Od niektórego czasu czynił mi Królewic rozmaite oświadczenia ſwóiey przychilności.
Swoiéy przychilności? patrzayże! mówiſz w tym ſpoſobie iak gdybyś ieſzcze o takowych niebeſpiecznych rzeczach żadnego nie miała doświadczenia.
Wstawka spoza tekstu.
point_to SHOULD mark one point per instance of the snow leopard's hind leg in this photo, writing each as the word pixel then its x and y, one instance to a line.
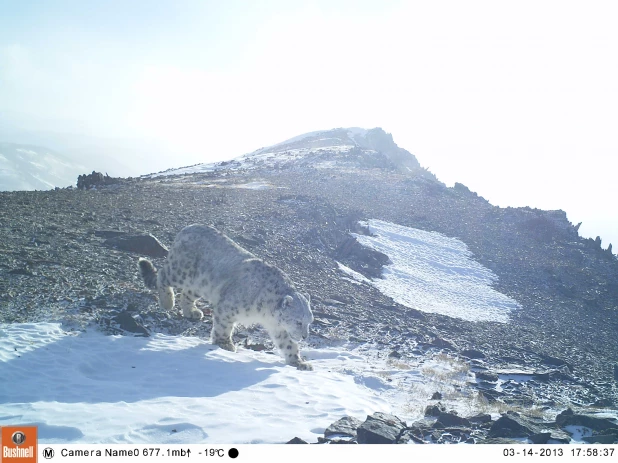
pixel 289 349
pixel 166 293
pixel 187 304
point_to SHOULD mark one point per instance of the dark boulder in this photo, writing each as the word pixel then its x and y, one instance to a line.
pixel 450 419
pixel 511 425
pixel 127 322
pixel 570 418
pixel 296 440
pixel 380 428
pixel 345 426
pixel 146 245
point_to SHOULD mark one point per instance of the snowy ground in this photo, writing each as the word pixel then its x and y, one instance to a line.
pixel 92 388
pixel 85 387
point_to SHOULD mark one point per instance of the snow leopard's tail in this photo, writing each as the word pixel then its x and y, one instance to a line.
pixel 149 273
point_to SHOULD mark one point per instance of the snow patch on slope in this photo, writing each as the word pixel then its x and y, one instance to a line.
pixel 433 273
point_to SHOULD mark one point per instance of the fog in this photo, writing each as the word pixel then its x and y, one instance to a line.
pixel 515 100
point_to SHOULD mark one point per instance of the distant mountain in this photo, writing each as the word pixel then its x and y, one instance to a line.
pixel 341 147
pixel 120 157
pixel 30 167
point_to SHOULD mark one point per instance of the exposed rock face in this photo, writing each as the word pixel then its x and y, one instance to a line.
pixel 345 426
pixel 142 244
pixel 95 179
pixel 378 140
pixel 380 428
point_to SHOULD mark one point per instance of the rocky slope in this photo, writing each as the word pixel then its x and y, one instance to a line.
pixel 66 255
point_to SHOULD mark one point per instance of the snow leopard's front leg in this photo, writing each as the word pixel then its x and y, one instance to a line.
pixel 289 349
pixel 187 304
pixel 222 327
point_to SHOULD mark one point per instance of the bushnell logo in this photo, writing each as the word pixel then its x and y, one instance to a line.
pixel 19 444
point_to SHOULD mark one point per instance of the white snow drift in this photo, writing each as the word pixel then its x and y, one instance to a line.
pixel 434 273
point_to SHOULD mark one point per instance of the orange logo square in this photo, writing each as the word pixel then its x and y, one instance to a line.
pixel 19 444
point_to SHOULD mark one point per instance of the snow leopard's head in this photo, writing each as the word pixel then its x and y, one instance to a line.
pixel 296 315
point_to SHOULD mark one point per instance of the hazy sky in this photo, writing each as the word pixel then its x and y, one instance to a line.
pixel 517 100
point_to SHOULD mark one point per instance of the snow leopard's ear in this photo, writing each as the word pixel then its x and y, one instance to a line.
pixel 286 301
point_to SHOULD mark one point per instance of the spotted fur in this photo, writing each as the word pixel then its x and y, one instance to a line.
pixel 204 263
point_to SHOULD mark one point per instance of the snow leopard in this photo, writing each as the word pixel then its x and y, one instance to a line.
pixel 241 288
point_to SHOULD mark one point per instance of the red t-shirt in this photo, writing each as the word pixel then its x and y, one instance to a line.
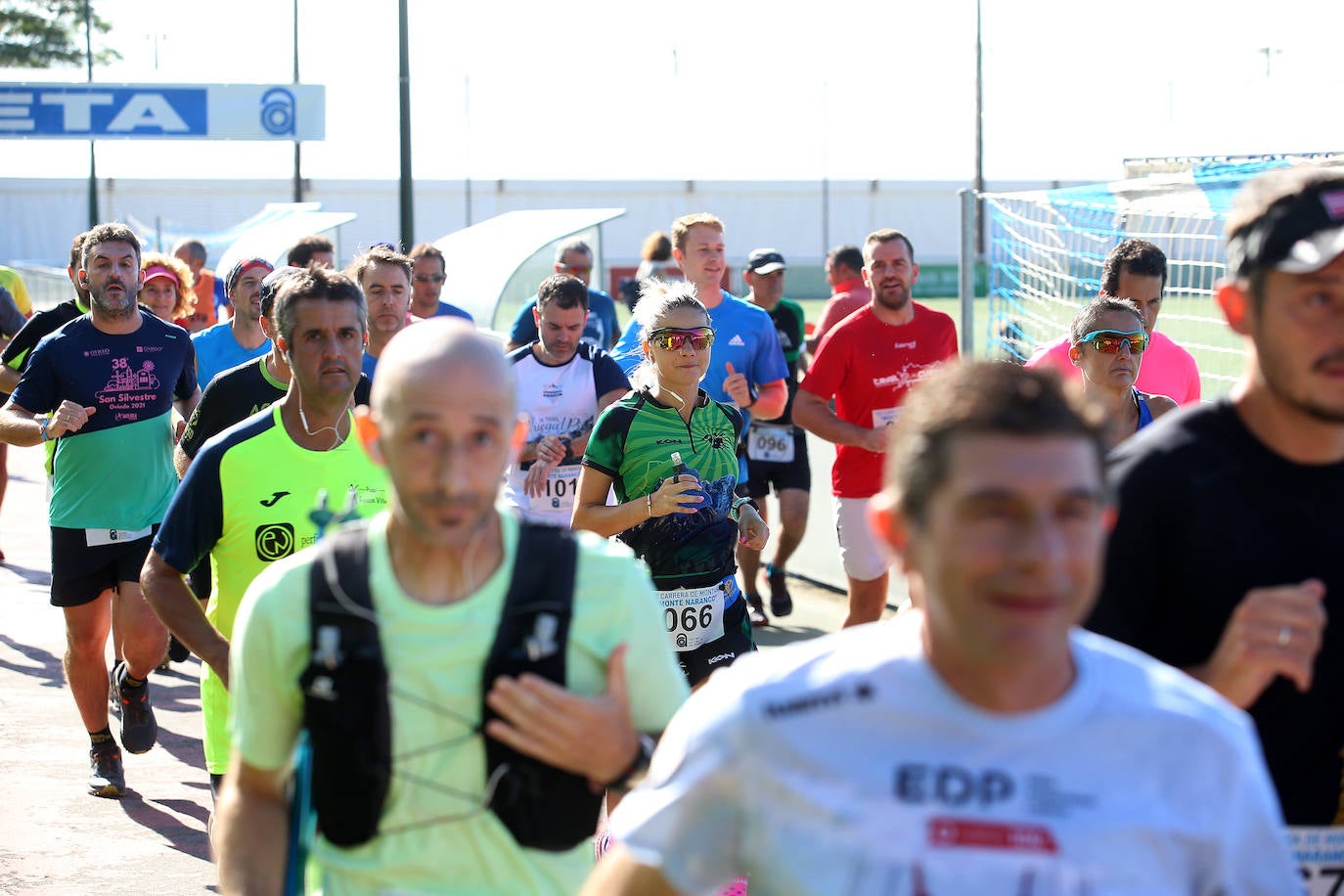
pixel 867 367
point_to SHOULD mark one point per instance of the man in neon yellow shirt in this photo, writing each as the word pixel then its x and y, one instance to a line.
pixel 246 499
pixel 439 563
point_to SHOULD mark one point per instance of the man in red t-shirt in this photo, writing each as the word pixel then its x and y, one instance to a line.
pixel 867 363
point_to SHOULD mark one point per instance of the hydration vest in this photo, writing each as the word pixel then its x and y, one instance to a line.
pixel 347 711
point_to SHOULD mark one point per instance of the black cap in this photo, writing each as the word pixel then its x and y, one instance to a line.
pixel 1300 233
pixel 270 285
pixel 765 261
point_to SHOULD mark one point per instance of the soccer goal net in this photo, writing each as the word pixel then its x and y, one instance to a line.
pixel 1048 247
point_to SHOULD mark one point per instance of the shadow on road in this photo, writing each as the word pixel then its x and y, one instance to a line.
pixel 773 636
pixel 49 664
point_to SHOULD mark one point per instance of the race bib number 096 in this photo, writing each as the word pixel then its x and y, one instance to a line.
pixel 693 617
pixel 560 485
pixel 770 443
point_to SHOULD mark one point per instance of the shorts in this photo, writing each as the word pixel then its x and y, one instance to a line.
pixel 862 553
pixel 696 665
pixel 794 474
pixel 79 571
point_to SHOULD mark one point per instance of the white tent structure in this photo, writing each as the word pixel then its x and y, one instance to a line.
pixel 488 263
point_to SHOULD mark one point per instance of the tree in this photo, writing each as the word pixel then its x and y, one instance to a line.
pixel 40 34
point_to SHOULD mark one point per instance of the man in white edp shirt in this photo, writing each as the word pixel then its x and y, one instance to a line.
pixel 562 387
pixel 983 743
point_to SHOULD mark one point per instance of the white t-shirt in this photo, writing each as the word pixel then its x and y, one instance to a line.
pixel 558 400
pixel 847 766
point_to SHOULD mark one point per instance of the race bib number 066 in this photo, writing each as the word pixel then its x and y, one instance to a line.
pixel 560 486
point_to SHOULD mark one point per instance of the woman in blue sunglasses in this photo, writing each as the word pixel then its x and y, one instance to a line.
pixel 1106 344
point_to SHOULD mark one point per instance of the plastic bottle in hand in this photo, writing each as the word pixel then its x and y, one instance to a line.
pixel 680 469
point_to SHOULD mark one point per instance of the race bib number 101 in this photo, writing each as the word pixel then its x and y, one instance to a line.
pixel 693 617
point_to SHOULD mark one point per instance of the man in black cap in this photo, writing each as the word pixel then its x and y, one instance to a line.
pixel 240 338
pixel 1219 561
pixel 777 450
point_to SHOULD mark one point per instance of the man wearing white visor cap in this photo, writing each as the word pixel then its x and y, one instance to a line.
pixel 1225 559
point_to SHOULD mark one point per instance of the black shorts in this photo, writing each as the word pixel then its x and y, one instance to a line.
pixel 696 665
pixel 81 572
pixel 794 474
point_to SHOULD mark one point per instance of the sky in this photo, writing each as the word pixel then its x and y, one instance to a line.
pixel 732 90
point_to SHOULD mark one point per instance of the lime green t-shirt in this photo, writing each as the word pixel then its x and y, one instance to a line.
pixel 246 501
pixel 434 657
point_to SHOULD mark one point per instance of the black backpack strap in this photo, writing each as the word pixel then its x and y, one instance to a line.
pixel 345 704
pixel 543 808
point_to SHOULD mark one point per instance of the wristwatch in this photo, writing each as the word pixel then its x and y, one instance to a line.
pixel 736 511
pixel 639 767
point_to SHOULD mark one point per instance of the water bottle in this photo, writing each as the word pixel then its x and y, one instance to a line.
pixel 680 469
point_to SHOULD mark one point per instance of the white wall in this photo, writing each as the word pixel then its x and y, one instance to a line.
pixel 39 216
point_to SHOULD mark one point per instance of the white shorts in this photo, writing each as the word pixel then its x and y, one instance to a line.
pixel 862 553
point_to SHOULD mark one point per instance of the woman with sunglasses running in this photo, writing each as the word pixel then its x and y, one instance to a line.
pixel 1106 344
pixel 685 527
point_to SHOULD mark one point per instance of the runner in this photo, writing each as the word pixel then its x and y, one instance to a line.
pixel 108 383
pixel 683 527
pixel 1136 270
pixel 384 276
pixel 1225 559
pixel 428 269
pixel 983 745
pixel 746 367
pixel 777 450
pixel 167 291
pixel 603 327
pixel 562 385
pixel 439 564
pixel 240 392
pixel 246 500
pixel 15 357
pixel 240 338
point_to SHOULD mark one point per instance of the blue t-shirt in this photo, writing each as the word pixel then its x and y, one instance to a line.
pixel 453 310
pixel 599 331
pixel 218 351
pixel 115 471
pixel 743 336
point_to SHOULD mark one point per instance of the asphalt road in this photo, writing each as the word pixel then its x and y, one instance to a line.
pixel 56 838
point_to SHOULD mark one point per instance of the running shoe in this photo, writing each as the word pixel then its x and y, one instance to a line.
pixel 755 611
pixel 139 729
pixel 105 774
pixel 781 602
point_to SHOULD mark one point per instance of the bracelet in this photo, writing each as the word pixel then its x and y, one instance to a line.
pixel 633 773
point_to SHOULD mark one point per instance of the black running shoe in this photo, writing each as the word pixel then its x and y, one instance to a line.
pixel 781 602
pixel 755 611
pixel 139 730
pixel 105 774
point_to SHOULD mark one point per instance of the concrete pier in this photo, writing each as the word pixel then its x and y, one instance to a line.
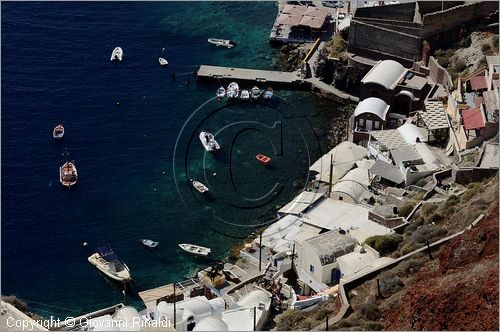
pixel 291 79
pixel 253 75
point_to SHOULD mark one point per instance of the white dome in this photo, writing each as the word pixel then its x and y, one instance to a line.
pixel 211 324
pixel 374 106
pixel 386 73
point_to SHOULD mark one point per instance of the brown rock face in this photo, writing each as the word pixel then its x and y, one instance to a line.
pixel 461 293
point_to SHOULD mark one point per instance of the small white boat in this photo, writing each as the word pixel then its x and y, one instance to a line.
pixel 209 142
pixel 233 90
pixel 106 261
pixel 117 54
pixel 194 249
pixel 58 132
pixel 199 186
pixel 268 94
pixel 68 176
pixel 255 92
pixel 221 93
pixel 163 61
pixel 221 42
pixel 149 243
pixel 245 95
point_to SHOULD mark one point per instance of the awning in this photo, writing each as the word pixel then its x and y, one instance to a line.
pixel 473 118
pixel 312 22
pixel 294 10
pixel 288 19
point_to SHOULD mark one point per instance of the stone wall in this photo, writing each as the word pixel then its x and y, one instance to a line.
pixel 440 21
pixel 399 12
pixel 439 75
pixel 380 43
pixel 465 176
pixel 387 222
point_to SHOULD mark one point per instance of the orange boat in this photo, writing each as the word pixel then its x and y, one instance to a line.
pixel 265 160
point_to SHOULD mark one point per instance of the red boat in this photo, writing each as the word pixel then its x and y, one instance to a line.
pixel 265 160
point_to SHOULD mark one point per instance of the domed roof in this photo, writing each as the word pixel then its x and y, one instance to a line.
pixel 386 73
pixel 211 324
pixel 374 106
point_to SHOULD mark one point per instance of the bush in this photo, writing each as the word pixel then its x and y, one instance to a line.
pixel 427 209
pixel 373 326
pixel 486 48
pixel 391 286
pixel 409 247
pixel 459 65
pixel 472 190
pixel 370 311
pixel 290 320
pixel 384 244
pixel 429 233
pixel 406 208
pixel 421 183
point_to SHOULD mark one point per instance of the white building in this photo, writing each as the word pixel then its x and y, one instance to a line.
pixel 317 264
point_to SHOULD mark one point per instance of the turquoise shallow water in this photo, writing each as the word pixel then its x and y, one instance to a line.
pixel 134 160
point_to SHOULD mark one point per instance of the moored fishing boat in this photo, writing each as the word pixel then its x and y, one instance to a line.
pixel 149 243
pixel 163 61
pixel 221 93
pixel 268 94
pixel 222 42
pixel 194 249
pixel 68 175
pixel 255 92
pixel 233 90
pixel 263 159
pixel 58 132
pixel 106 261
pixel 245 95
pixel 200 187
pixel 209 142
pixel 117 54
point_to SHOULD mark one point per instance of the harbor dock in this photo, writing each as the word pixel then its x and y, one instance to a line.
pixel 290 79
pixel 252 75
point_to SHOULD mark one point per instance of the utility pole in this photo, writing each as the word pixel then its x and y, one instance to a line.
pixel 175 312
pixel 429 251
pixel 260 252
pixel 125 293
pixel 331 176
pixel 255 318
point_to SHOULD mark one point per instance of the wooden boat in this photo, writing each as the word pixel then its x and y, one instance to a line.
pixel 195 250
pixel 117 54
pixel 163 61
pixel 58 132
pixel 200 187
pixel 209 142
pixel 149 243
pixel 106 261
pixel 233 90
pixel 263 159
pixel 68 176
pixel 221 93
pixel 222 42
pixel 255 92
pixel 245 95
pixel 268 94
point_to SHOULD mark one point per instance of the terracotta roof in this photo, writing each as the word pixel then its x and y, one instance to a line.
pixel 478 83
pixel 473 118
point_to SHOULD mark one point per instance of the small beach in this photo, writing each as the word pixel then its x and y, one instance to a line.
pixel 56 69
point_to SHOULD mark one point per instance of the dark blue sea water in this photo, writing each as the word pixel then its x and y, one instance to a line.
pixel 134 160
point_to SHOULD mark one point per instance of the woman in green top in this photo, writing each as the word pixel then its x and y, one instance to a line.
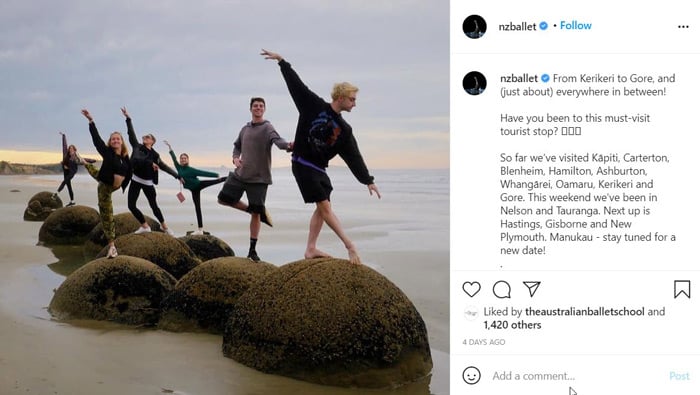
pixel 195 185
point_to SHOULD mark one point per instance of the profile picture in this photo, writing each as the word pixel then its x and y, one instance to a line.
pixel 474 26
pixel 474 83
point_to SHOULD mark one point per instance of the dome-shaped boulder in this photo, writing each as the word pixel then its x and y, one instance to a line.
pixel 166 251
pixel 329 322
pixel 68 225
pixel 207 247
pixel 124 289
pixel 124 223
pixel 202 298
pixel 41 205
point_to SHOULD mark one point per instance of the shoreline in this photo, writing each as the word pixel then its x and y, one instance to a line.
pixel 49 357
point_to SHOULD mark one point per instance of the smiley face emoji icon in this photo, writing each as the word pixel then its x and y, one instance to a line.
pixel 471 375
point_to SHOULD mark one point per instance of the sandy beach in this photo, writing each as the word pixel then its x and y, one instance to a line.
pixel 404 236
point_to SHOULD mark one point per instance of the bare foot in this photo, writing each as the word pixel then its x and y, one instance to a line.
pixel 315 253
pixel 354 257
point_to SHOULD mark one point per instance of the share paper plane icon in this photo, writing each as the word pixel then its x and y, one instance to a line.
pixel 532 286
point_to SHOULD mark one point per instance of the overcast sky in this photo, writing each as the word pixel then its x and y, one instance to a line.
pixel 186 70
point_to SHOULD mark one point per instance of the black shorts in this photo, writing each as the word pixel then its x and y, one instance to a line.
pixel 233 189
pixel 315 186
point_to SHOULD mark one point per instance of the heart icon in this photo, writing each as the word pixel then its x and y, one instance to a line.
pixel 471 288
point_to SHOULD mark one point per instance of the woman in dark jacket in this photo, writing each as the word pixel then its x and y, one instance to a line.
pixel 70 163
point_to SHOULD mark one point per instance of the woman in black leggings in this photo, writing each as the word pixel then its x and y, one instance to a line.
pixel 70 163
pixel 146 162
pixel 195 185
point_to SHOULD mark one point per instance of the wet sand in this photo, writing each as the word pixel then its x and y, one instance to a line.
pixel 42 356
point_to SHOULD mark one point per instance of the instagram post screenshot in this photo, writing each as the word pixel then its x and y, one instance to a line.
pixel 573 200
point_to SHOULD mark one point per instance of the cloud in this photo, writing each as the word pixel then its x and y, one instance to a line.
pixel 187 69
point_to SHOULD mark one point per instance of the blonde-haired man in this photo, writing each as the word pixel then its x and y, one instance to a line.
pixel 321 134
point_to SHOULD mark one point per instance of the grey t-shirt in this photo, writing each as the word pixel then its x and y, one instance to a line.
pixel 254 147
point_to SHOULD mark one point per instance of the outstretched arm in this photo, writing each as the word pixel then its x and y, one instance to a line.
pixel 167 168
pixel 133 140
pixel 96 139
pixel 172 156
pixel 302 96
pixel 64 141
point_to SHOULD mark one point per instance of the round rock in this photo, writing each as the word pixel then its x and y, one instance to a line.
pixel 329 322
pixel 125 289
pixel 202 298
pixel 124 223
pixel 166 251
pixel 68 225
pixel 41 205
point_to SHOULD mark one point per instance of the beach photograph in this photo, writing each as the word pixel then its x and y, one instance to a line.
pixel 187 73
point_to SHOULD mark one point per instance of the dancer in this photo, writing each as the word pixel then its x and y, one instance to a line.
pixel 114 173
pixel 189 174
pixel 70 163
pixel 146 163
pixel 321 134
pixel 252 156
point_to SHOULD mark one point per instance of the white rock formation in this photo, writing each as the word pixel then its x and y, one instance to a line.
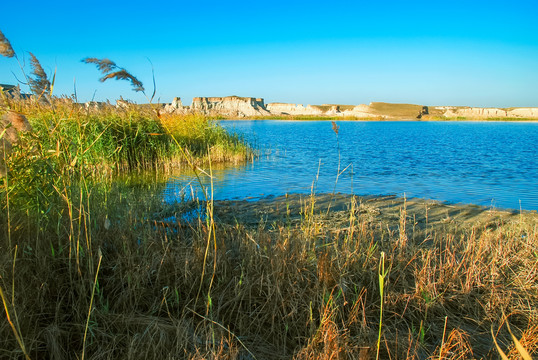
pixel 487 113
pixel 292 109
pixel 241 107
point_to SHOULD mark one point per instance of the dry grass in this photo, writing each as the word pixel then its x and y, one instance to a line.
pixel 271 290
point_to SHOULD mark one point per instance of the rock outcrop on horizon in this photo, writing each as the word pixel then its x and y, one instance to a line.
pixel 485 113
pixel 229 106
pixel 249 107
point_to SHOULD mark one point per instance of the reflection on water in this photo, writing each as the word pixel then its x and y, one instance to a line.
pixel 485 163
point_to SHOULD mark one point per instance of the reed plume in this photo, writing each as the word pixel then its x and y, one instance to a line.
pixel 39 84
pixel 110 70
pixel 5 46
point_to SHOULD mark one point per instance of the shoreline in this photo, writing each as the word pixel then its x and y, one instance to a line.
pixel 511 120
pixel 335 209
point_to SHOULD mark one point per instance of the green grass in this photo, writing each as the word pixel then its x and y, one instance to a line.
pixel 95 266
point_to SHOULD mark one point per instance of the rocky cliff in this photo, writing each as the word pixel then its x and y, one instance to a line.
pixel 229 106
pixel 485 113
pixel 242 107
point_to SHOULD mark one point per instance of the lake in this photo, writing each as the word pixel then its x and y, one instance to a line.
pixel 484 163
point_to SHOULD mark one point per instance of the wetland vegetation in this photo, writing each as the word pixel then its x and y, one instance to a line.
pixel 100 269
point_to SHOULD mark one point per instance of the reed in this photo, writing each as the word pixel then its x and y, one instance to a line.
pixel 97 268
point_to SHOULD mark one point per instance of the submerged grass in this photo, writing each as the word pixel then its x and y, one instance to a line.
pixel 92 268
pixel 315 288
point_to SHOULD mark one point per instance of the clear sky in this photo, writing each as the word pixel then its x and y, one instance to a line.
pixel 475 53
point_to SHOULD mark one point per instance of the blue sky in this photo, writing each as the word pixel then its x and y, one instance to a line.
pixel 475 53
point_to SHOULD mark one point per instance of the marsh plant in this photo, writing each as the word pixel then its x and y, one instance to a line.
pixel 99 269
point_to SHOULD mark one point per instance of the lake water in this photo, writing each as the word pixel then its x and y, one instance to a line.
pixel 484 163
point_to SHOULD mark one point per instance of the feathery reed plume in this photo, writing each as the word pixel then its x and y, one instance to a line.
pixel 5 46
pixel 39 84
pixel 110 70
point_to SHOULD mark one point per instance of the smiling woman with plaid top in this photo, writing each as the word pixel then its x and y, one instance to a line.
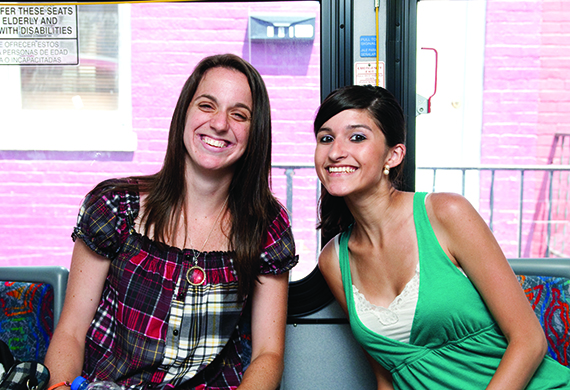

A taż przychilność, albo iak ią tam nazywaſz, znayduie u ciebie wiarę?
Sama niewiém, co mam o tém myśléć móy oycze.
Więc ia cię nauczę, myśl ſobie, że ieſteś nie rozſądne dziecię, żeś iego oświadczenia za gotowe pieniądze przyięła, gdy one wſzelako fałśzywą ſą monetą. Strzeż się podobnych oświadczeń, albo mi — chcąc się iuż tém błahem słowem wyrażać — oświadczyſz na reſzcie, że głupią ieſteś.
Móy oycze, ón okazuie w prawdzie gwałtowną, miłość ku mnie, ale w nayprzyzwoitſzym ſpoſobie. —
W naynierozſądnieyſzym ſpoſobie, powinnabyś powiedzieć.....
I potwiérdził ſwoie wyrazy przez święte i uroczyſte przysięgi.